Gisterenavond dus Almere. Tja Almere. Voor een Almeriaan moet het lastig zijn om altijd maar te moeten lezen over “slaapstad”, over “geen hart” “bouwchaos” en nog zoveel andere negatieve beschrijvingen. Lijkt mij als buitenstaander rijkelijk overdreven allemaal, die termen, ik heb er nu in de afgelopen tijd een paar keer gespeeld en alleen al de lange tocht bij het binnenrijden langs de villawijken en eindeloze parken en andere groenslingers maakt het dat je verwachtingsvol het centrum bereikt: architectonische hoogstandjes schieten daar de lucht in. Niet die gelijkgeschakelde nauwe straten met dezelfde winkelketens die je overal elders aantreft, waardoor je soms niet meer weet in welke stad je bent, nee hier zijn die zelfde winkels verstrooid over en tussen de ruim bemeten passages en pleinen van fantasievolle proporties. Het gigantische plein voor de schouwburg is indrukwekkend grote-stad-achtig. (alleen de benaming van de schouwburg: “KAF’, hoe bedenk je het, is dan weer een provinciaals misverstand, maar dit terzijde)
Maar nu ter zake, we waren er om Heisenberg te spelen. En dat hebben we gedaan in de werkelijk gi-gan-tische theaterzaal, die best wel wat voller had gemogen om waar te maken dat de stad zo’n zaal verdient. En zeker met o n s, Ja dat lezen jullie goed, o n s, want we (Elsie en ik zei de gek) hebben daar in Almere op ons nieuw gewonnen land onze bijna beste voorstelling laten zien, er speelden zich weer elektrificerende botsingen tussen ons af die mij als altijd onderzoekende toneelspeler godsgelukkig maakten. Met tegenover, naast en boven mij, de zoekende ogen van Georgie. die als vuurpijlen mij over het hele podium stuurden, zoek maakten, die mij uit het dal van de eenzame slager weg probeerden te trekken, ogen die mee-dansten op de songs van Mieke Telkamp en Hildegard Knef. Ja, Mieke en Hildegard, bien étonnées etc. En al bij de eerste woorden voelde je door de individuele reacties van de mensen op de eerste rijen dat de zich ontwikkelende situatie al meteen werd opgepikt en doorgegeven; publiek ontleent vaak steun aan individuele reacties van hun mede toeschouwers, en voelt zich dan gesterkt om de eigen reacties niet langer voor zich te houden, processen die je tijdens het spelen feilloos waarneemt en die evenzovele motortjes zijn om je rol op het hoogste toerental te houden.
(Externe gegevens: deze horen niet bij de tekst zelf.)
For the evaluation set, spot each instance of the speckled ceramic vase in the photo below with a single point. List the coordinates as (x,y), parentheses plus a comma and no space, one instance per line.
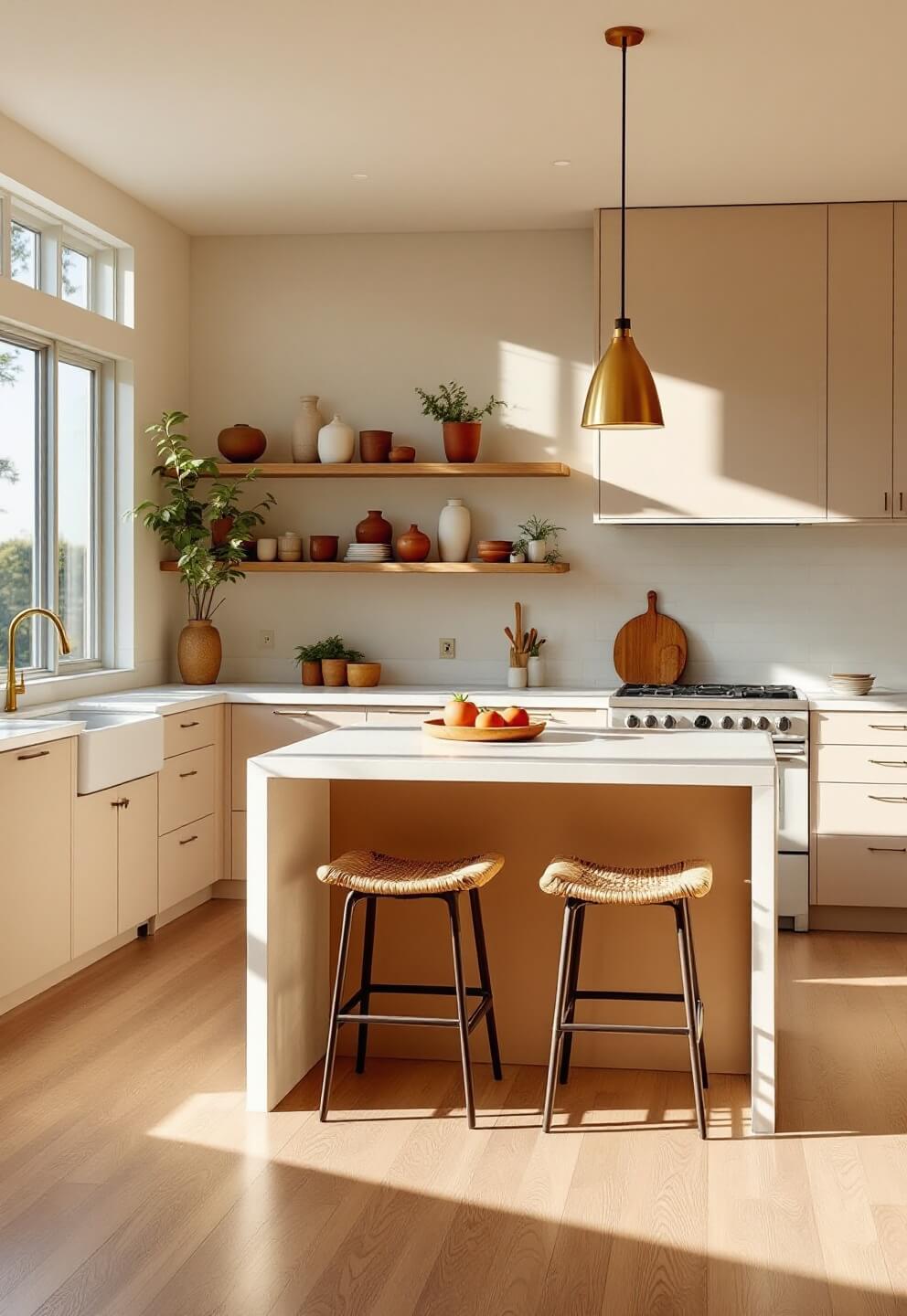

Het was een geweldige avond, ik kan niet anders zeggen. En eerlijk, dan ben ik weer als een kind zo blij wanneer de mensen tegenover ons bij het buigen hun reserves vrijelijk laten varen en met hun handen boven hun hoofd staan te klappen en wanneer dan in secondendeeltjes je ogen die van een onbekende in de zaal kruisen en je dan een persoonlijke reactie krijgt. Heerlijke avond. Rechtvaardigt alle tijd die je in dromen steekt, die je aan het kaartenhuis dat een toneelavond toch altijd is hebt besteedt. Weg is het. Verdwenen in het hoofd van de toeschouwer. Een briesje tegen de vergetelheid. Had bijna geschreven: tegen de wervelwind van de vergetelheid, maar dat gaat dan weer te ver, hoewel, nu het er toch staat laat ik het maar staan. Vanavond Utrecht! Hoop dat het ons weer lukt om daar weer een Almeriaans niveau te halen.
(Kanttekening: Geen directrice te zien, geen ongelukkige PR medewerkster, die haar excuses had moeten aanbieden omdat er geen affiche van onze voorstelling te zien was, die niet door het stof had moeten gaan om ons te vertellen waarom de gigantische TV schermen in de hall alleen onbekende cabaretgezichten vertoonde (eentje van een voorstelling van vorige week!!!), en niet de uitdagende trailer die Theater Rotterdam van de voorstelling heeft gemaakt en die aan alle schouwburgen is toegezonden. Wij Elsie en ik, en ook onze technische ploeg hebben ons de longen uit ons lijf gewerkt en daar stond eigenlijk alleen een bijzonder vriendelijke en behulpzame artiesten-foyer-baas tegenover. Einde kanttekening.)